The art of quickly building, then dismantling, IT operations, so you can always do your job — even when disaster strikes.
Keith Robertory was staring down a project of epic proportions.
Last autumn, as the East Coast prepared for Hurricane Sandy to strike, Robertory was planning to create and run an entire IT shop. He’d have only hours to organise staff and get systems running.
He just needed to know where to go.
Robertory heads the disaster services technology group at the American Red Cross. It’s his job to make sure Red Cross aid workers have the on-site technology they need to do their jobs, even when a hurricane takes out everything else.
“When most people go to an IT person and talk about disaster, they’re picking up servers and running away. We’re doing just the opposite. We’re taking equipment into the disasters where infrastructure is the worst,” he says.
Robertory has an unusual talent in a profession where practitioners often talk about multi-year deployments — he can build and dismantle an entire IT department on the fly.

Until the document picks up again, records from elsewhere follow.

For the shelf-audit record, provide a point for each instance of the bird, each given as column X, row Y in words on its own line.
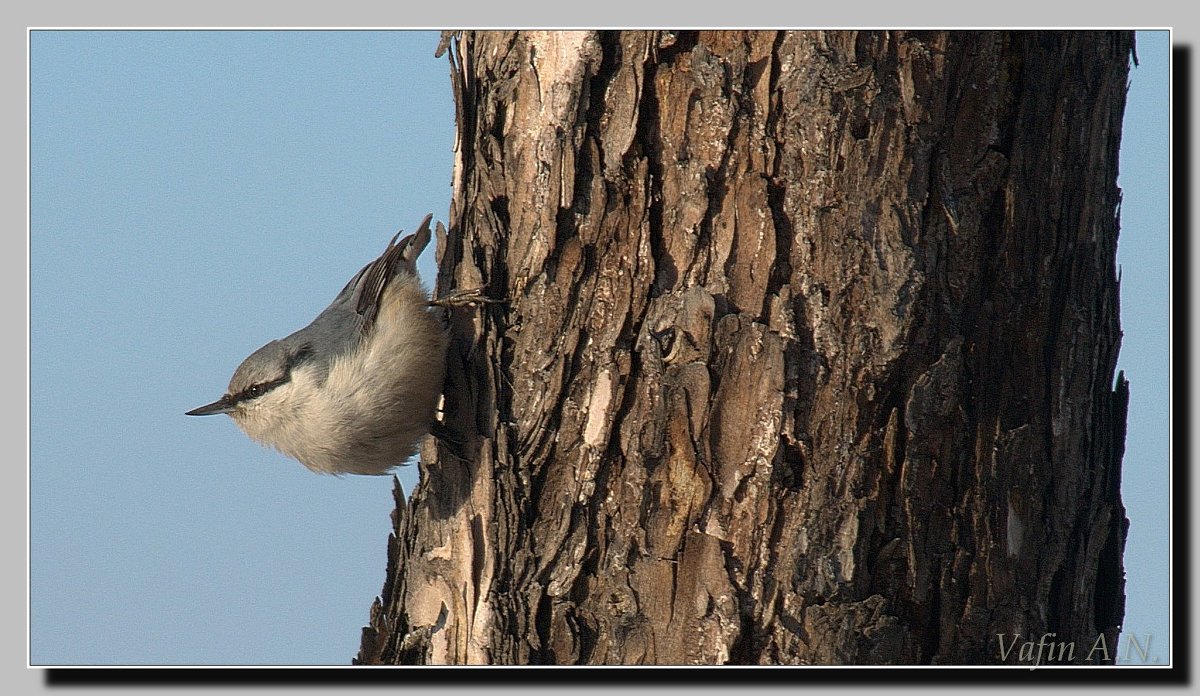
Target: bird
column 355, row 390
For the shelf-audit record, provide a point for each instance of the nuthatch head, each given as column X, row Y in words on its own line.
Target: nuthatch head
column 355, row 390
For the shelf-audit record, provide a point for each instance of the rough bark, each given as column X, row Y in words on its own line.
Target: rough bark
column 807, row 357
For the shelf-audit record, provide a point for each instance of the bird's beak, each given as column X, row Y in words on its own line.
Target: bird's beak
column 223, row 405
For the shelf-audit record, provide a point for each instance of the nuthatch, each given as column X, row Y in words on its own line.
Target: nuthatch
column 355, row 390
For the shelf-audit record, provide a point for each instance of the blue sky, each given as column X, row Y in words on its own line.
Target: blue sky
column 195, row 195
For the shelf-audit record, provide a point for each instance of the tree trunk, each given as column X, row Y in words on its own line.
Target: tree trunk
column 807, row 354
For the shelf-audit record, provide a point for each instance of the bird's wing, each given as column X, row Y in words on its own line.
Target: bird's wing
column 373, row 279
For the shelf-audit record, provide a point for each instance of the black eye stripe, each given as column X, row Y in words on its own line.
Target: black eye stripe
column 256, row 390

“We assume there’s no infrastructure, [so we ask], how can we get soup to nuts done?” he says.
Robertory and other IT executives who work in similar circumstances say the temporary nature of their operations forces them to focus on the essentials — the systems that their organisations need most in order to be as efficient and effective as possible. Their lessons on how to run successful IT shops in extraordinary situations can be applied in even the most ordinary of conditions.
Boxed and ready
For Robertory, focusing on the essentials means quickly delivering the equipment and connectivity that aid workers need. Sometimes, like in the case of Hurricane Sandy, he knows up to a week in advance that his services will be required, even if he doesn’t know exactly where they’ll land. Other times, he has no warning.

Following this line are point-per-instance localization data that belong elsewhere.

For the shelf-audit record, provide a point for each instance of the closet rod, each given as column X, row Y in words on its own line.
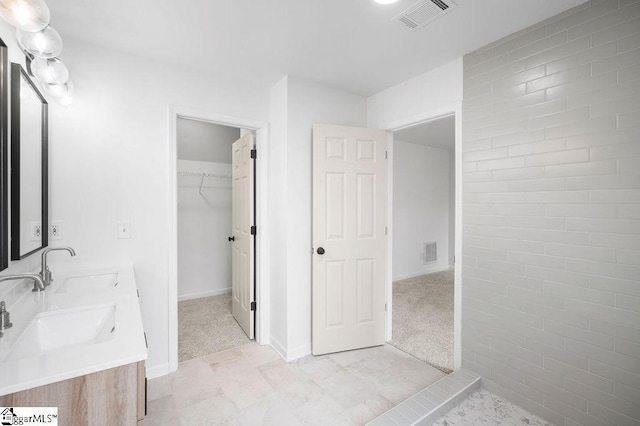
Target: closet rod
column 205, row 174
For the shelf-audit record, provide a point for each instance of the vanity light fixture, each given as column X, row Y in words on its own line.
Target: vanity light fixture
column 29, row 15
column 45, row 43
column 41, row 44
column 49, row 70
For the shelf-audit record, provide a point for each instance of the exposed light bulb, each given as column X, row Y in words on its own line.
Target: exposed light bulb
column 45, row 43
column 28, row 15
column 49, row 70
column 64, row 90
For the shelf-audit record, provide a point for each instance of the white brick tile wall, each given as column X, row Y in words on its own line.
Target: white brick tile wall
column 551, row 215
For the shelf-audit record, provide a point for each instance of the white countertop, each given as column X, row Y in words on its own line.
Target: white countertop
column 127, row 345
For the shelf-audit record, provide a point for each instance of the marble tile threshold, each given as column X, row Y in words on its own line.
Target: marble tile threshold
column 428, row 405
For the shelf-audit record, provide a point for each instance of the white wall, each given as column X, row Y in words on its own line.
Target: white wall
column 202, row 141
column 429, row 95
column 279, row 214
column 421, row 192
column 295, row 106
column 452, row 208
column 204, row 225
column 109, row 153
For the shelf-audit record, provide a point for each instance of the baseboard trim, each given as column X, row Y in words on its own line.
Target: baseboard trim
column 278, row 347
column 417, row 274
column 204, row 294
column 299, row 352
column 157, row 371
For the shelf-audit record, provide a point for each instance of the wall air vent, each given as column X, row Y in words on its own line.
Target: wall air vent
column 430, row 252
column 423, row 12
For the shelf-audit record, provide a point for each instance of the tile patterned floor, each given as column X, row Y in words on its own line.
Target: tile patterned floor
column 483, row 408
column 252, row 385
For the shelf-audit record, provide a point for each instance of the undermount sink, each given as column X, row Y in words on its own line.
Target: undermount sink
column 50, row 331
column 89, row 283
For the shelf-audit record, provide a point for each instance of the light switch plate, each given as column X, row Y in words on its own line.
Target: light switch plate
column 36, row 231
column 55, row 230
column 124, row 230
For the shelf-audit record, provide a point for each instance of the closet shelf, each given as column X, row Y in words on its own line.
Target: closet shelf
column 204, row 174
column 197, row 179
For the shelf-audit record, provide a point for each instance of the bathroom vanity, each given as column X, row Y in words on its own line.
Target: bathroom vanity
column 78, row 346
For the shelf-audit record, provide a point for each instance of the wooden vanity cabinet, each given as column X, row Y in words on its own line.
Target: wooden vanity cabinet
column 110, row 397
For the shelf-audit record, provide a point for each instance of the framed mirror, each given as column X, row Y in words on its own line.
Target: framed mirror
column 29, row 166
column 4, row 161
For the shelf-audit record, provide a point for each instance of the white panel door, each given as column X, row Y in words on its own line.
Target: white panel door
column 349, row 220
column 242, row 257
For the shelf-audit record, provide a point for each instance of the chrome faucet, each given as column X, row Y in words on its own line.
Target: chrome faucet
column 45, row 273
column 38, row 284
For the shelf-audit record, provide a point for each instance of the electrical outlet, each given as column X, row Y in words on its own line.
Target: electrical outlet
column 36, row 231
column 124, row 230
column 55, row 231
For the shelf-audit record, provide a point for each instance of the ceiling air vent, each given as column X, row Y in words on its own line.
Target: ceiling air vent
column 423, row 12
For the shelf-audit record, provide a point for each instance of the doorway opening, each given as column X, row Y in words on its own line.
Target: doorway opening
column 206, row 323
column 205, row 182
column 424, row 241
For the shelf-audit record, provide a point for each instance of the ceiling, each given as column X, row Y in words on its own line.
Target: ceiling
column 351, row 45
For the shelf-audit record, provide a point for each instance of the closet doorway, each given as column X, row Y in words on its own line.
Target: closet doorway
column 215, row 256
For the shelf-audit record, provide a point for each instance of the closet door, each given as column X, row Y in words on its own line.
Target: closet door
column 242, row 279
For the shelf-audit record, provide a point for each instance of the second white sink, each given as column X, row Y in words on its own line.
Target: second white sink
column 55, row 330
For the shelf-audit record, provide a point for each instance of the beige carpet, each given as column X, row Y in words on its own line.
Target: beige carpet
column 423, row 318
column 206, row 326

Either way, he’s ready to deliver everything from Windows laptops to networking gear. “Anything that you’d see in a normal office environment we have boxed up in ruggedised cases ready to go,” he says.
Robertory keeps a mix of technologies in the cases to ensure that his teams can get something up and running fast. If land line phones don’t work, for example, they can go with cellular or satellite. As part of this modular approach, he adds new technologies that seem to make sense while retaining those that have performed well in the past.
The cases are shipped to disaster zones, where volunteers who make up Robertory’s on-the-ground IT teams set up shop. In the Hurricane Sandy response effort, volunteers built the IT infrastructure at a staging area in White Plains, New York, and used satellite communications until they had data circuits pulled in. The set-up was later moved to a vacant floor in a Manhattan building, where the Red Cross could use the existing network infrastructure.
The equipment comes with detailed instructions for volunteers to follow. Robertory says the goal is to have a clear, concise plan so volunteers don’t get bogged down. “We have a 15-minute rule. If it takes you more than 15 minutes to figure something out, ask for help or [work on another piece of equipment]. We just keep moving. That’s one of the secrets to our success,” he says.